The Fox Television cameras pan the Viking locker room, pick their target, and zoom in on John Randle snorting, blaring, swearing, steaming. "Sure looks like Randle's ready," Terry Bradshaw's twang voices over the video.
Just after, convulsing and raging, Randle knocks the cameraman on his keester before blowing out on to the field. Yes, it could be coming right into your living room on that most sacred of days, NFL Sunday. Hide the remote. Send the kids to the basement.
We're talking total video, folks. The whole sha-bang. Quintessential football. No need for Madden and Summerall, Matt Millen, Boomer, or even Jerry Glanville. X-rated football could someday be the standard of sports television.
The marriage between football and television will reach its apogee - the ultimate, with total video.
We will watch Brett Favre, in the twilight of his career, as he prepares for game time hours before kickoff. We will see him meeting with trainers, coaches, and masseurs, playing cards with Antonio Freeman, taking a swim, and catching up on some pre-game films.
Total video will provide us with unlimited access to the locker rooms of our most inaccessible stars. It will allow us to hear and see for ourselves, the high hum of monotony pervading every athletic team's compound.

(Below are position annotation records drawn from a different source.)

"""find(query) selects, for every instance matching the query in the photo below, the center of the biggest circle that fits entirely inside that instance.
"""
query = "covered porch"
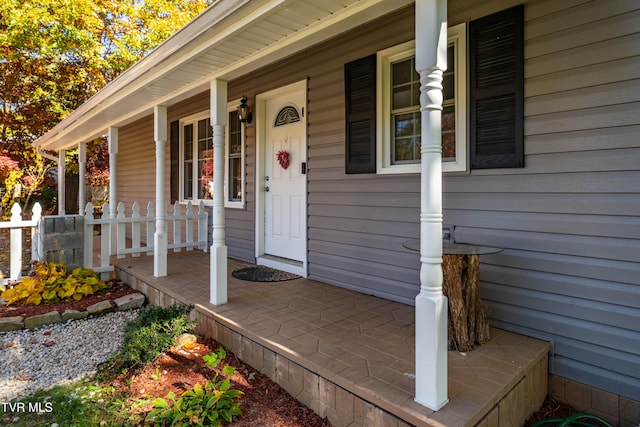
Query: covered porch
(348, 356)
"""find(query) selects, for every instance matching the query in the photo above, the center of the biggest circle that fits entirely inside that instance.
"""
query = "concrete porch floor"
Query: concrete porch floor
(348, 356)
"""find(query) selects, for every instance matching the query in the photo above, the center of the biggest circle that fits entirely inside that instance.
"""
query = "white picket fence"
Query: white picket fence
(126, 232)
(16, 224)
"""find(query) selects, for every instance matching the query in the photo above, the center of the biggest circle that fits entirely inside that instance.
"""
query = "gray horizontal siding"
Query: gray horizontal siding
(569, 221)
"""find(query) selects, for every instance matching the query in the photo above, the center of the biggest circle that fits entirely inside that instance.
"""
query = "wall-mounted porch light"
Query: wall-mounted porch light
(244, 111)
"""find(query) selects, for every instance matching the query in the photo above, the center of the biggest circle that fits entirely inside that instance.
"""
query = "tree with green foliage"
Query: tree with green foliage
(55, 54)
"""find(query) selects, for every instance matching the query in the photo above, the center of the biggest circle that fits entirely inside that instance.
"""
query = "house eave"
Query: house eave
(224, 42)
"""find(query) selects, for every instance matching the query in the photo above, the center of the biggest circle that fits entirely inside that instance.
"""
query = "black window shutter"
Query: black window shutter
(496, 50)
(360, 113)
(174, 146)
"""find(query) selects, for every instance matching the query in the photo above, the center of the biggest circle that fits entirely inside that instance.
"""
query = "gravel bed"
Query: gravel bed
(37, 359)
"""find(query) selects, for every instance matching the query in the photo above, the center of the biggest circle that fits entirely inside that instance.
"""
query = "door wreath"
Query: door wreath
(283, 159)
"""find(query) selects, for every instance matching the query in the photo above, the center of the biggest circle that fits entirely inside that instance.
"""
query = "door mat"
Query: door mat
(260, 273)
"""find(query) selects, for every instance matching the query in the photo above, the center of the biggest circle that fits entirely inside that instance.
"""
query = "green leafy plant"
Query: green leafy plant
(49, 283)
(202, 406)
(149, 335)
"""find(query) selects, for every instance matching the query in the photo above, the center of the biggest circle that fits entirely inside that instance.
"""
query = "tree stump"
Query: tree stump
(468, 324)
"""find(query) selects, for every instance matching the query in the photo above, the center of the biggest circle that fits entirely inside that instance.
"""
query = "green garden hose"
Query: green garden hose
(574, 420)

The concept is completely abhorrent to we traditionalists. What we have is invasion of privacy at its best - an attempt to turn the viewing audience into papparazzi en masse. The thought of being privy to a game day bout of sheepshead between Brett Favre and Antonio Freeman is almost as scary as being witness to the seething, frothing, empty headed-ness of John Randle.
However, this concept shouldn't surprise us. Total video describes us. It will be the epitome of what we have become. For we are a land of need, speed, and greed and professional football has simply come along for the ride. Television, as the driving force, will promote this technological advancement ad nauseum to "enhance the viewing experience". As they did with instant replay, TV executives will believe viewers will enjoy watching Brett and Free banter over cards and they won't hesitate in putting it on.
Total video will become an annoyance beginning with its first day, much like MTV videos, but there will be one good thing to come out of it - pure football.
Sideline microphones will capture the rush, the surge and the energy, while combining the super accuracy and timing of 19 different camera angles. It will bring us the ultimate sporting viewing experience. The future of the television game will be set.
It will be like no other visual encounter in the television world. "Feeling the Power" on Sunday will become almost lifelike - right in your viewing room - the first step toward computer aided realities and a whole new source of virtual
entertainment.
Total video will become one of those
necessary evils. Satisfying every need for
greed with speed.
America, and its sponsors, will love it.